Leveraging Professional Radiologists' Expertise to Enhance LLMs' Evaluation for Radiology Reports
Qingqing Zhu, Xiuying Chen, Qiao Jin, Benjamin Hou, Tejas Sudharshan Mathai, Pritam Mukherjee, Xin Gao, Ronald M Summers, Zhiyong Lu
TL;DR
This work tackles the challenge of evaluating AI-generated radiology reports by integrating professional radiologist expertise with large language models (GPT-3.5 and GPT-4) through In-Context Instruction Learning (ICIL) and Chain-of-Thought (CoT) reasoning. A three-part framework combines sentence-level entailment scoring with Overall Score Regression and Iterative Verification of explanations to produce explainable, radiologist-aligned evaluations.
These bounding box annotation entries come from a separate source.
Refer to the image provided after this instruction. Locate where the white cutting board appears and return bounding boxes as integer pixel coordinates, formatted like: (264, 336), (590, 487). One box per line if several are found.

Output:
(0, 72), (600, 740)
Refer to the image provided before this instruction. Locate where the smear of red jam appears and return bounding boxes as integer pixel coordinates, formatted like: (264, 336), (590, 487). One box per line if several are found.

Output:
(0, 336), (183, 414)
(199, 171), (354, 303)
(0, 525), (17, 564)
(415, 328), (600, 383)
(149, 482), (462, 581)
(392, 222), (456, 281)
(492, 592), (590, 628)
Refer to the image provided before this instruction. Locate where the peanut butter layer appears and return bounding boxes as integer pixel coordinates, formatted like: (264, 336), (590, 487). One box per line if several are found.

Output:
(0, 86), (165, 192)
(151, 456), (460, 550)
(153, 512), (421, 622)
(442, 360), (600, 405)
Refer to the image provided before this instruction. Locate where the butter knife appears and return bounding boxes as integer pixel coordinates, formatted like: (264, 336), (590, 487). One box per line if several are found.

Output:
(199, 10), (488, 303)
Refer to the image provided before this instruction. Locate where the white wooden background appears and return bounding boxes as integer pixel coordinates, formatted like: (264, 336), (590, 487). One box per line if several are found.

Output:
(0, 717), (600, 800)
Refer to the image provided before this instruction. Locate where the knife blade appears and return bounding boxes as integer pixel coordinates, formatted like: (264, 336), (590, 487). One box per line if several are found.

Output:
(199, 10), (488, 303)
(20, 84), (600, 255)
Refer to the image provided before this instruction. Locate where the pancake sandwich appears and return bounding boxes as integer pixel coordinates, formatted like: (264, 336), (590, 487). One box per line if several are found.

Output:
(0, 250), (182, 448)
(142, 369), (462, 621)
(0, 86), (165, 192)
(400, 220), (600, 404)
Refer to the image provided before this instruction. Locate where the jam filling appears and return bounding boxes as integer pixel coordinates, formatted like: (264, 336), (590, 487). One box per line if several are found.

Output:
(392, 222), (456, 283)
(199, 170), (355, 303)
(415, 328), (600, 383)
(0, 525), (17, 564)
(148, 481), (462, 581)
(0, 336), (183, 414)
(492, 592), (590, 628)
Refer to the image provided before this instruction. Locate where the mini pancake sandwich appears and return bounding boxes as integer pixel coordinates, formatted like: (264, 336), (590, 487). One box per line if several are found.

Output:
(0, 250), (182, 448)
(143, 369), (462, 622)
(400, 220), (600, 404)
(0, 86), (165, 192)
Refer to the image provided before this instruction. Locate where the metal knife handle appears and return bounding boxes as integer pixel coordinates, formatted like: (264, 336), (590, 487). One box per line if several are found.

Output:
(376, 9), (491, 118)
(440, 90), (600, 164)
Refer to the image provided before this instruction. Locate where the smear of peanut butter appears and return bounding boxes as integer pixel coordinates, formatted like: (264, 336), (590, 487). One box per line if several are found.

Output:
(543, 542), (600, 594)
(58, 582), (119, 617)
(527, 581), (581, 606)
The approach demonstrates superior alignment with expert judgments, evidenced by a Detailed GPT-4 (5-shot) score of $0.48$ (outperforming METEOR by $0.19$) and a Regressed GPT-4 Kendall's Tau of $0.64$, $0.35$ higher than METEOR's best $0.29$. These results support the potential of radiologist-guided, explainable LLM evaluation to improve the accuracy and trustworthiness of AI-generated medical reports, with public release of radiologist annotations to set a new standard for future assessments.
Abstract
In radiology, Artificial Intelligence (AI) has significantly advanced report generation, but automatic evaluation of these AI-produced reports remains challenging. Current metrics, such as Conventional Natural Language Generation (NLG) and Clinical Efficacy (CE), often fall short in capturing the semantic intricacies of clinical contexts or overemphasize clinical details, undermining report clarity. To overcome these issues, our proposed method synergizes the expertise of professional radiologists with Large Language Models (LLMs), like GPT-3.5 and GPT-4 1. Utilizing In-Context Instruction Learning (ICIL) and Chain of Thought (CoT) reasoning, our approach aligns LLM evaluations with radiologist standards, enabling detailed comparisons between human and AI generated reports. This is further enhanced by a Regression model that aggregates sentence evaluation scores. Experimental results show that our "Detailed GPT-4 (5-shot)" model achieves a 0.48 score, outperforming the METEOR metric by 0.19, while our "Regressed GPT-4" model shows even greater alignment with expert evaluations, exceeding the best existing metric by a 0.35 margin. Moreover, the robustness of our explanations has been validated through a thorough iterative strategy. We plan to publicly release annotations from radiology experts, setting a new standard for accuracy in future assessments. This underscores the potential of our approach in enhancing the quality assessment of AI-driven medical reports.